"No," said Alton. "I stayed down in Vancouver when I should have been here. That can never be quite wiped out—but what could I do?"

Seaforth laid his hand on his comrade's shoulder. "Don't worry too much about what is done with, but look forward. You'll find your friends behind you yet."

Alton shook off his grasp. "My friends! I've done them harm enough, but you are right. This thing isn't finished yet."

Seaforth smiled a little. "That is a good deal better, Harry. One wins at the last round now and then."

Alton looked at him steadily. "You don't understand. All that was worth winning has gone already—but Hallam must fight."

Seaforth saw the smouldering fire in the half-closed eyes, and the instinctive closing of the lean, hard fingers, and went back to his lair in the wet undergrowth contented. Hallam had won hitherto, but he knew his comrade, and the struggle was not over yet.

CHAPTER XXX

SEAFORTH'S REINSTATEMENT

There is on the road between Vancouver and New Westminster a strip of primeval bush. Beyond it the Fraser meadows stretch, open to wind and sun, westwards to the sea, but beneath the great black pines it is dim and shadowy, and Seaforth was glad of that as he stood leaning against a hemlock one sunny afternoon. He would have found the task he had undertaken almost impossible in the glare of the white road that ran straight under the open sky, but the stillness of that green realm of shadow where all things were softened in the faint half-light had made it a trifle easier. Also, the essence of the spring, which had come suddenly, was in the scent of pine and cedar, and it had given him courage, and set his pulses throbbing faster. It is possible that the man did not realize all the influences that upheld him then, but something that sprang from the steaming earth and the life that was stirring in every towering pine reacted upon him, and he gathered hope when he saw the reflex of it in the eyes of his companion.

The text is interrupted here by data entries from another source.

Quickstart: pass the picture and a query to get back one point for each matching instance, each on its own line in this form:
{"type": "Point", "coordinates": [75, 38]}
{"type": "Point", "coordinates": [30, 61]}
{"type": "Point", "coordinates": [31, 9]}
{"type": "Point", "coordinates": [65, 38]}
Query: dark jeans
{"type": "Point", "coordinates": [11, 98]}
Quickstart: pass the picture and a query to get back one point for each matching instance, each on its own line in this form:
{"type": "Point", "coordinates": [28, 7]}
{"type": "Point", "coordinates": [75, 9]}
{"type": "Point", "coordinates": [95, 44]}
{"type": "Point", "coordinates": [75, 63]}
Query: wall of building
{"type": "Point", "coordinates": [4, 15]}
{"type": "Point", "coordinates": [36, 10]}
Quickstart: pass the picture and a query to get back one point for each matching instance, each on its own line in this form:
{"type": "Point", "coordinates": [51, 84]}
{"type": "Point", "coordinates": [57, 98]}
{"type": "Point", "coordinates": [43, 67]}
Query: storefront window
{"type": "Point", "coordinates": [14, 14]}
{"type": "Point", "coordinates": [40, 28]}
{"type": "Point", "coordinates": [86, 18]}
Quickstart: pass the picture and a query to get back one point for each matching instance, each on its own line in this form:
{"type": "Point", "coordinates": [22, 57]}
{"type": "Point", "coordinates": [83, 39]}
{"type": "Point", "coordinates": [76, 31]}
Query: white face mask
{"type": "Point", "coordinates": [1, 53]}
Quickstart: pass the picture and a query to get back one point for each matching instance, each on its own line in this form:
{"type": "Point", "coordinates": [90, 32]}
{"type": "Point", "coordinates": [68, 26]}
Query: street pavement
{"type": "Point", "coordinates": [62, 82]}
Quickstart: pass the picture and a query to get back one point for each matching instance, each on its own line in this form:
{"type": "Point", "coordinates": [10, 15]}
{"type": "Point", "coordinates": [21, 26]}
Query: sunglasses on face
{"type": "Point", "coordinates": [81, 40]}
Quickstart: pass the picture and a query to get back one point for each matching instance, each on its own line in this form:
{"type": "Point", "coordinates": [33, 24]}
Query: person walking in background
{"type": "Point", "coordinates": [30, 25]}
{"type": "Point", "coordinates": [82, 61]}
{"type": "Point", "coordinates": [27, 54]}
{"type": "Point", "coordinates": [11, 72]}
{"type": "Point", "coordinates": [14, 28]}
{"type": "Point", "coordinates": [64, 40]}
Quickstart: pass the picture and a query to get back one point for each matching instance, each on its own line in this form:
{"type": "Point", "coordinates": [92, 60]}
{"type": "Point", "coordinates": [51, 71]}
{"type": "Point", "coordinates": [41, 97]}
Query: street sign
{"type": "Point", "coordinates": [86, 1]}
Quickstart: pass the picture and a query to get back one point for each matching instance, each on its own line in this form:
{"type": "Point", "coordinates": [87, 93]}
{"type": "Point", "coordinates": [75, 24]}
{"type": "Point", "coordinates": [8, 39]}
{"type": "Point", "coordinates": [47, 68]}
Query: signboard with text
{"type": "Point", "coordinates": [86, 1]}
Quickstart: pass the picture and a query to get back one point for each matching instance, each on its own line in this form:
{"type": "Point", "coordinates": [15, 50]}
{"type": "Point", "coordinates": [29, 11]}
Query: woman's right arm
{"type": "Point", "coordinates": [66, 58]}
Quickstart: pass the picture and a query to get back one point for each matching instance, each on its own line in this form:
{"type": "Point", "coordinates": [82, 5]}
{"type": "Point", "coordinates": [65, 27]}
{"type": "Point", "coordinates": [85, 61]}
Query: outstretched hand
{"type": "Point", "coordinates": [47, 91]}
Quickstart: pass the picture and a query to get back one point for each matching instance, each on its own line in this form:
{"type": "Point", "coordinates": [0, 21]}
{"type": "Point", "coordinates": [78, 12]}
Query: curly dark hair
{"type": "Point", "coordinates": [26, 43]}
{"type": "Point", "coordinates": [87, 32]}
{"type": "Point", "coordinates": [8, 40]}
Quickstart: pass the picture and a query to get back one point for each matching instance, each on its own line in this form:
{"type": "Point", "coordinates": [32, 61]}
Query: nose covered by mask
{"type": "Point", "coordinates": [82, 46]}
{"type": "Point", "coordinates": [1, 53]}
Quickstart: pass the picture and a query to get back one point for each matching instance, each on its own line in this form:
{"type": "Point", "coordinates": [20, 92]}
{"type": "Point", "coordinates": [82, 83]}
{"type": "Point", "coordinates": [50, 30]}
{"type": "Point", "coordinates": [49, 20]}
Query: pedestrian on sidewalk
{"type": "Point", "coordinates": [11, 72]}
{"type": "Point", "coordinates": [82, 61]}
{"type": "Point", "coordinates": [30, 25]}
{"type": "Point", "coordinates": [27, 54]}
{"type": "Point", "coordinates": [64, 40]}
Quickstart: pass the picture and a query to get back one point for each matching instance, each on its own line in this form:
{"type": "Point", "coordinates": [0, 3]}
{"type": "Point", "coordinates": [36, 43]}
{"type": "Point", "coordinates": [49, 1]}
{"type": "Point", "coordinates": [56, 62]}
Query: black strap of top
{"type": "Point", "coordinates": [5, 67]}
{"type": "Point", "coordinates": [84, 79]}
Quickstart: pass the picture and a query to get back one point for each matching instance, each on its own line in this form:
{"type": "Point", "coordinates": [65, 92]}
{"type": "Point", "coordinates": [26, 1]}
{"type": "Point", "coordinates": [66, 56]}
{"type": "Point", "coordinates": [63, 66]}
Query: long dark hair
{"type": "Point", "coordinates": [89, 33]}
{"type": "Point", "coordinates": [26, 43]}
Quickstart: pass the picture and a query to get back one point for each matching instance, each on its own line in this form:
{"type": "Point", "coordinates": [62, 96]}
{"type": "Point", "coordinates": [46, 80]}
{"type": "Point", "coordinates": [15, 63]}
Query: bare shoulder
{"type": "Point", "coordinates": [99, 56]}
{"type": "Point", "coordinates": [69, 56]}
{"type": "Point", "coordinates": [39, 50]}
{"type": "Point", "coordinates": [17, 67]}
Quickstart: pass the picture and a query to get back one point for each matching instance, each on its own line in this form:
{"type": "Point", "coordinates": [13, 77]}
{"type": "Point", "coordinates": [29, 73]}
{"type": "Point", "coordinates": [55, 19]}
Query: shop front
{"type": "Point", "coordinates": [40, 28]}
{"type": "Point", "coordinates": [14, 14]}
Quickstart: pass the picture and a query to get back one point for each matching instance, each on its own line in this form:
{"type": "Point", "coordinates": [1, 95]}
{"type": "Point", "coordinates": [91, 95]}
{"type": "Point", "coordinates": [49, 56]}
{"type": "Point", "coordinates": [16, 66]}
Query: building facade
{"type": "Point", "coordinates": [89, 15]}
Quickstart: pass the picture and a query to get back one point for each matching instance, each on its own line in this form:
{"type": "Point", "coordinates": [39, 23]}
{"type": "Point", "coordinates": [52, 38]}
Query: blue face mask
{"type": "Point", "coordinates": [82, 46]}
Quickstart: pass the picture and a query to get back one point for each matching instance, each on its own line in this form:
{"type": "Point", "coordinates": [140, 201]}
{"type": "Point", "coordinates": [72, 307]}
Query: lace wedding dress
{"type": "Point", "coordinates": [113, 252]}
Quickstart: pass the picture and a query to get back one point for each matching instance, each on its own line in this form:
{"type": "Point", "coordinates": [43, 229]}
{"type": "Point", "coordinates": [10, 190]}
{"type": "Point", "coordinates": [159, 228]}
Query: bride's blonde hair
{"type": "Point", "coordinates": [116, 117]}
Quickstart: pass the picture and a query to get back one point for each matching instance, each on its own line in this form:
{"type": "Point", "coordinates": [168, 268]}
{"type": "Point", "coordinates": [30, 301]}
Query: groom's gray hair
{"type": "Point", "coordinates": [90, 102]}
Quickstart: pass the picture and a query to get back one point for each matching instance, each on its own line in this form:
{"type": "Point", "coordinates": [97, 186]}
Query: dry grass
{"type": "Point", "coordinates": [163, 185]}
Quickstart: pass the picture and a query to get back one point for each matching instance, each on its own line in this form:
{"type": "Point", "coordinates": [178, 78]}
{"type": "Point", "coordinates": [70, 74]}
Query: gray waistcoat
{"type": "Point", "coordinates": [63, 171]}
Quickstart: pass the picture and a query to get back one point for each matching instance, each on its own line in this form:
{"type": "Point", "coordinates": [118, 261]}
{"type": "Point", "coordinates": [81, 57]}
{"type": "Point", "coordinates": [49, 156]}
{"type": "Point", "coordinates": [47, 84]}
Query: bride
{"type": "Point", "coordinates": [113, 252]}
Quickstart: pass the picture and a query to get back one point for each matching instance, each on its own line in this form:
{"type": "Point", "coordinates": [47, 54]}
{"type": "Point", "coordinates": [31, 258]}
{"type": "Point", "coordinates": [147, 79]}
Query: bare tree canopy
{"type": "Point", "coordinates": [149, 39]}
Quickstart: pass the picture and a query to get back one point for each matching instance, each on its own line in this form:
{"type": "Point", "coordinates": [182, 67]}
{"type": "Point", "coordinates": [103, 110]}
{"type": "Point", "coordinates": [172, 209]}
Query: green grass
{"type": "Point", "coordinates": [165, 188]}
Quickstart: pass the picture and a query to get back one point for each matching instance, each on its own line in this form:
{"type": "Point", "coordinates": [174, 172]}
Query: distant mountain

She sat a pace or two apart from him on a cedar-trunk, and a dusty bicycle rested against the farther end of it. The dust was also thick upon her simple dress and the cotton gloves that lay in her hands. Her fingers had tightened upon them, and there was a flush in her cheeks when for a moment she glanced at the man. His face was a trifle colourless, but the girl looked aside again as she saw the tense anxiety in his eyes.